Oil Price Forecasting Using Conditional Generative Adversarial Networks (GANs) with Sentiment Analysis

5 min readJul 3, 2024

Part 2: Data preparation

You can view the relevant articles from via these links:
Part 1: Introduction
Part3: Build and train the model.
Brent Oil price: exploratory data analysis (EDA)
The full code and dataset (GitHub)

Data Preparation

We used a real-world datasets for the experiments: crude Brent prices. The dataset consists of daily observations from January 3, 2012, to April 1, 2021, encompassing the period during which the COVID-19 pandemic impacted the oil and stock markets.
To enhance our model for estimating the volatility, we incorporated a daily cumulative sentimental score (SENT) with the dataset as external feature. The SENT feature is obtained from the CrudeBERT model described in https://arxiv.org/abs/2305.06140.
The code and data are available on GitHub:

GitHub - Med-Rokaimi/GAN_synthetic_data_time_series: Forecasting Crude Oil Prices Using Conditional…

Forecasting Crude Oil Prices Using Conditional Generative Adversarial Networks (CGAN) and Stochastic Differential…

github.com

Let’s start coding:

I will import all libraries will be used in this series:

from collections import namedtuple
import torch
from torch import nn
import pandas as pd
import numpy as np
import matplotlib.pyplot as plt
from sklearn import metrics
from sklearn.preprocessing import MinMaxScaler, StandardScaler
from torch.utils.data import TensorDataset, DataLoader

#This is for data normalisation later
mm = MinMaxScaler()
ss = StandardScaler()

Main tasks in the data prepration includes: reading the CSV file, normalising the data, create the sequences (sliding window), and split the data into train, validation and test data.
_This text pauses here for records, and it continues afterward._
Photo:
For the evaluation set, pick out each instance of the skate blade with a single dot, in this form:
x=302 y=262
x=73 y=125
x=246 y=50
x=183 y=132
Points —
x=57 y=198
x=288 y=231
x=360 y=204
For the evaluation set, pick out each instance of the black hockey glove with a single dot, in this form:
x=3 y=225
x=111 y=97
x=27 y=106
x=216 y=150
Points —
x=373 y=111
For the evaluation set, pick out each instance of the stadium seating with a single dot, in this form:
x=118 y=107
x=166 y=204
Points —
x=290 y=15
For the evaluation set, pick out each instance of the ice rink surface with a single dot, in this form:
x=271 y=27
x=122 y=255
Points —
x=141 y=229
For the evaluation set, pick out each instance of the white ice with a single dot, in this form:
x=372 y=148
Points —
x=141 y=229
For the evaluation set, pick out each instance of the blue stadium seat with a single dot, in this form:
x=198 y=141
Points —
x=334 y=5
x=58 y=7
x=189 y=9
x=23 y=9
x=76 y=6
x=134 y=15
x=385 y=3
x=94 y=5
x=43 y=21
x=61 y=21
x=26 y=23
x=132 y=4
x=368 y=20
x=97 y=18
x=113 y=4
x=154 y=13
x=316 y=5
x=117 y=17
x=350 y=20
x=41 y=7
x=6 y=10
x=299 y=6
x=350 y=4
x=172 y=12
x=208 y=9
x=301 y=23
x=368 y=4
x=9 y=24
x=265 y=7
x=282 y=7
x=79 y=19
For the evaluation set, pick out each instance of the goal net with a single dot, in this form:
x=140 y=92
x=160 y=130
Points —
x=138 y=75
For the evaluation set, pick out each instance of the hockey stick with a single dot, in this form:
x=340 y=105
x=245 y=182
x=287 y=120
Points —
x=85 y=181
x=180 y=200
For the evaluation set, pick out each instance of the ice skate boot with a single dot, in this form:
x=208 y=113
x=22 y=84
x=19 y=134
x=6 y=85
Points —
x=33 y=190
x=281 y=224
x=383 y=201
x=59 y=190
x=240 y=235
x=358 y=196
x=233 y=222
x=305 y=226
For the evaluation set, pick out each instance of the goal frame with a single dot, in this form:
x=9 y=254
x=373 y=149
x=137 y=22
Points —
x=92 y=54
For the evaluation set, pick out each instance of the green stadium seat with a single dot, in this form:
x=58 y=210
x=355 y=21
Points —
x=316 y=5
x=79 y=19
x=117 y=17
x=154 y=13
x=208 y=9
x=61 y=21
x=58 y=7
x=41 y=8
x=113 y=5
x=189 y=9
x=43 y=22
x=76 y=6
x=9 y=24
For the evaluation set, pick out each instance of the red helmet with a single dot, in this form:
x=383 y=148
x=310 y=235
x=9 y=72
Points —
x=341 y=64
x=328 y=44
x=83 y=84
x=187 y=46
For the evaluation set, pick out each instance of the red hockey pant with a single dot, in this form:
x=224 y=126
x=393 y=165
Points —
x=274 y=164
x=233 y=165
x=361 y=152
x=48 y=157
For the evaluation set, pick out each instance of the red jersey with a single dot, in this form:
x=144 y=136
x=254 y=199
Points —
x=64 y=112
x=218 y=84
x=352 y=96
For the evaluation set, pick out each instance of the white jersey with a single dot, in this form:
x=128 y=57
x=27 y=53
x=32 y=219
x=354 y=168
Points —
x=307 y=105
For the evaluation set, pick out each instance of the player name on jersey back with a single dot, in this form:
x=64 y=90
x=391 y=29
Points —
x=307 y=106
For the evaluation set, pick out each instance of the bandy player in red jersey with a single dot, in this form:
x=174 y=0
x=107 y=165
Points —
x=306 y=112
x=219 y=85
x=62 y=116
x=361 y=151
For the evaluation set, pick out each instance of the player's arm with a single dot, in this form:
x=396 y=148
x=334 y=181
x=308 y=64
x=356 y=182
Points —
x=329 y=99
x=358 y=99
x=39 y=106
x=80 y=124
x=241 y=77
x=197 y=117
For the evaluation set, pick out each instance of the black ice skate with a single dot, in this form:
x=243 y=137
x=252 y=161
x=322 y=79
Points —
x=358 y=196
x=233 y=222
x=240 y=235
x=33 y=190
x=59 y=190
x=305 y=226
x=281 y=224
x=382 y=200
Additionally, build the Pytorch dataloader.

For simplicity, I will define the necessary functions for data preparation separately. However, you can build your own data preparation class if you prefer.

Read the CSV file.

The CSV file contains four columns: Date (index column), Price (Brent Price), WTI Price, SENT (the sentimental score) and TENT (Saudi energy index). I will load only the Brent prices (Price) and the SENT feature.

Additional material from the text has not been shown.